In any case, these are things that are easy to overlook at 130 km/h or only see out of the corner of your eye. You have to brake down to 0 km/h for this. Something you normally only do when there is a traffic jam or a breakdown. With the result that you don’t even notice a lot or the Autobahn as such. According to the photographer, who lives in Berlin but grew up in Remscheid, he intends to “realign the view”. A city that was sometimes known with the slogan “Remscheid – 1 a on the A 1!” advertised As a “highway native” he has almost a home connection to the freeway.

silent messages

What you don’t see in Tewe’s pictures are people. Not much to see on signs either. In the end, they are something like the “instruction manual” for the Autobahn, instructing us about exits, the route or traffic junctions. Or ask us in the form of flashing letters to drive more slowly. The question is who is speaking to us, at least one gets the impression that there is constant communication here.

In addition to blue, there are also brown and white traffic signs that say things like “Stauferland. Drei-Kaiser-Berge” or “Ringelnatz-Stadt Wurzen”. There are more than 3,400 of them nationwide and around 800 in Bavaria to point out nearby sights to us. One could call the signs that have been in Germany since the 1980s “local history in passing”. And according to a survey conducted by the Harz University of Applied Sciences in 2019, every sixth person was tempted to spontaneously leave the motorway.

Art and culture: A 81, Jagstal Ost: Colorful sports cars on a parked van.

A 81, Jagstal Ost: Colorful sports cars on a parked van.

(Photo: Michael Tewes/Deutsches Museum Verkehrszentrum)

The beginnings

It almost sounds as if the autobahn is closely linked to culture and nature. Even if you can’t see them from the car. The fact that the Autobahn does not damage the landscape, but on the contrary improves it: the Nazis saw it that way, by the way. For example, Fritz Todt, the chief civil engineer of the motorway project, advocated a “landscape-accentuated layout”. And when he describes the “captivating” descent from Irschenberg towards Chiemsee, he almost sounds like a romantic.

The first German autobahn? That was today’s A 555 (from Bonn to Cologne), remains of the original can be seen in the exhibition. It was inaugurated in 1932 and therefore not built by Hitler. However, he made the motorway construction a prestige project and had more than 3000 kilometers paved. But: only about every sixtieth German had a car at the time. Traffic grew in the Bonn Republic thanks to the economic miracle. It was all about driving fast, curves were considered dangerous, and the freeways increasingly became a service and safety-oriented parallel world.

Art and culture: A small forest that stands near Schnaittach between two autobahn routes (A 9).

A small forest that stands near Schnaittach between two autobahn routes (A 9).

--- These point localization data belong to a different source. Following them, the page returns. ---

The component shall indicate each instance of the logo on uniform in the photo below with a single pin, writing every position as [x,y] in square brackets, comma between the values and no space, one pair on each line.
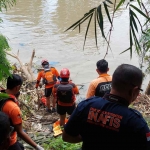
[148,136]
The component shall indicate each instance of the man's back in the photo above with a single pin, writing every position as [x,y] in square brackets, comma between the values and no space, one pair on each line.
[106,125]
[13,111]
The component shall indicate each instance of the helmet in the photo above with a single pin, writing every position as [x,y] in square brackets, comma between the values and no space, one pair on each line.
[64,73]
[44,61]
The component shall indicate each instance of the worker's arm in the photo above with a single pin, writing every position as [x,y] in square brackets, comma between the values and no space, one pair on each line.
[76,90]
[38,79]
[71,139]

(Photo: Michael Tewes/Deutsches Museum Verkehrszentrum)

The Autonauts

A sense of the aesthetics of the Autobahn can also be traced back to the 1970s. “Before us lies a wide valley / The sun shines with a glittering ray” is also said almost romantically in the song “Autobahn” by power plant, which simulate a car ride with a monotonous, repetitive structure and rising and falling tones. The musicians of the electronic band explained that the inspiration for this was the fun of driving on the freeway. “We’re driving, driving, driving on the Autobahn” is the name of the most well-known line. The song became a hit, and the album of the same name is considered a musical milestone.

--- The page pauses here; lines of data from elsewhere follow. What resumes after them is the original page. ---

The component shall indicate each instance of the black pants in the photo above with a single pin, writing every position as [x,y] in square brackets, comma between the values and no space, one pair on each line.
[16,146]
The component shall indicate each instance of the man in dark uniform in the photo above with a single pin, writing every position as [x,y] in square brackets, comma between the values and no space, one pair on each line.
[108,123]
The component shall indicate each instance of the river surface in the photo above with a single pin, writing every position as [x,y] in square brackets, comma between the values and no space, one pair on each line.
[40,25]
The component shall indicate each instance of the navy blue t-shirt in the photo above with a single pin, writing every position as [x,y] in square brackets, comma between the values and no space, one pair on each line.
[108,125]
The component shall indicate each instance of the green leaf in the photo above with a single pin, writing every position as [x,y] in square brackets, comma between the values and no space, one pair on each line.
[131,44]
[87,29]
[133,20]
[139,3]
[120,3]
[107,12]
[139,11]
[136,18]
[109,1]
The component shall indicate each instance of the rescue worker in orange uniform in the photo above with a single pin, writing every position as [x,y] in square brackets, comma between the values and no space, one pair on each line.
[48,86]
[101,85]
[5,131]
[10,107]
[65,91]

In 1982, Julio Cortázar and Carol Dunlop proved that you can actually drive on a motorway yourself. They were on the Paris-Marseille motorway for a whole month. They drove to every rest stop and stayed at every second one. And what they experienced there with their VW bus called “Fafnir” is something they take with them “The Autonauts on the Cosmobahn” one of the most original travel diaries made. A book for “all the crazy ones”, which, among other things, borrows from “Don Quixote”. And that, just like Michael Tewes’ pictures, allows us to see the autobahn in a new way. Good ride!